不对啊,他为什么要这么听话?他是白童惜身边的一条狗吗?让干什么就干什么!
除了堂哥,以前要是有人敢这么差使他,一定会被他一脚碾进地心里去,不论男女!
扫过温麒那张不知何去何从的茫然脸,白童惜默道了一声“不可靠”。
她端的手都酸了,这个男人就不打算做点什么表示一下吗?
下一秒,温麒表示了:“为什么是我找座位?”
白童惜一扫周遭的用餐人群:“你自己看看周边的位置,坐的不是女的就是女的,你不去找,难道要我去找?”
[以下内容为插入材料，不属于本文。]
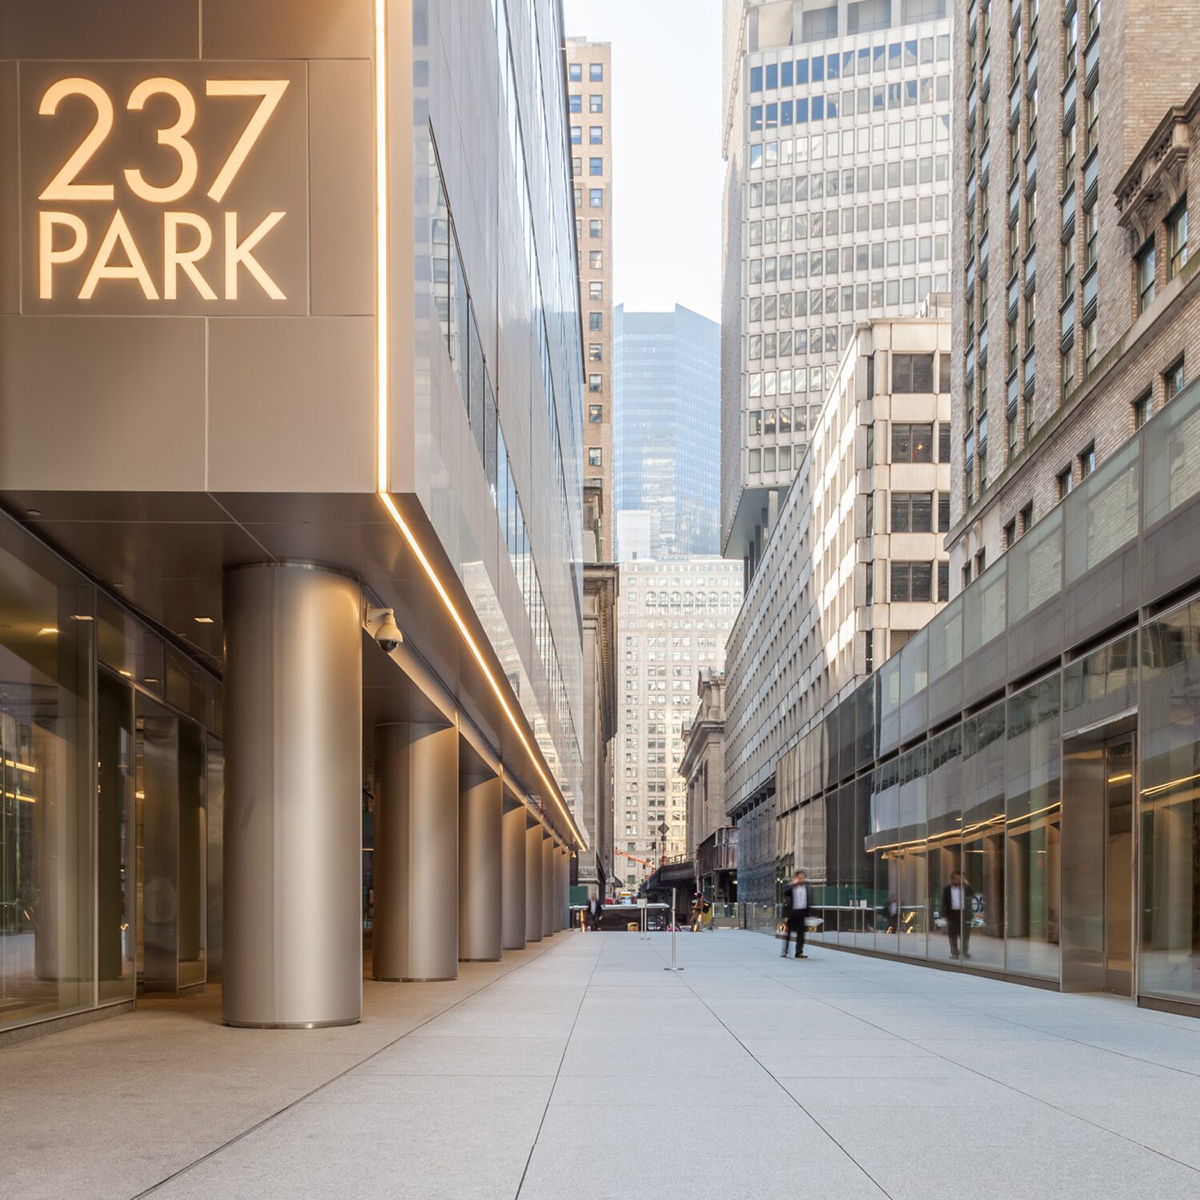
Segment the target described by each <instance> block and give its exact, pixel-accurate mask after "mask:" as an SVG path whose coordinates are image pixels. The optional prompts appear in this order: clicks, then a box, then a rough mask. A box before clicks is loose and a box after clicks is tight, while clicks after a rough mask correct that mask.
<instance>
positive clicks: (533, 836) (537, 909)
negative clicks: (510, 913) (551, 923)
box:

“你的意思是,要我用美男计,劝她们腾一个位置出来?”温麒一脸的不开心,因为白童惜让他去干的事,恰恰是他最不喜欢的。
“不是一个座位,而是两个座位,除非你不想吃了。”白童惜纠正。
她可不会去管一个“厌女症”的人是何心情,她现在最想做的,就是饱餐一顿。
“白童惜,我劝你不要太嚣张,我可以随时把你扔在这!”她的话,燃起了温麒的愤慨,他就那么惹她嫌?
像是一早就看穿了温麒的为人般,白童惜点头道:“行啊,连我妈妈留给我的缅怀之物你都扔了,还有什么是你不敢扔的。”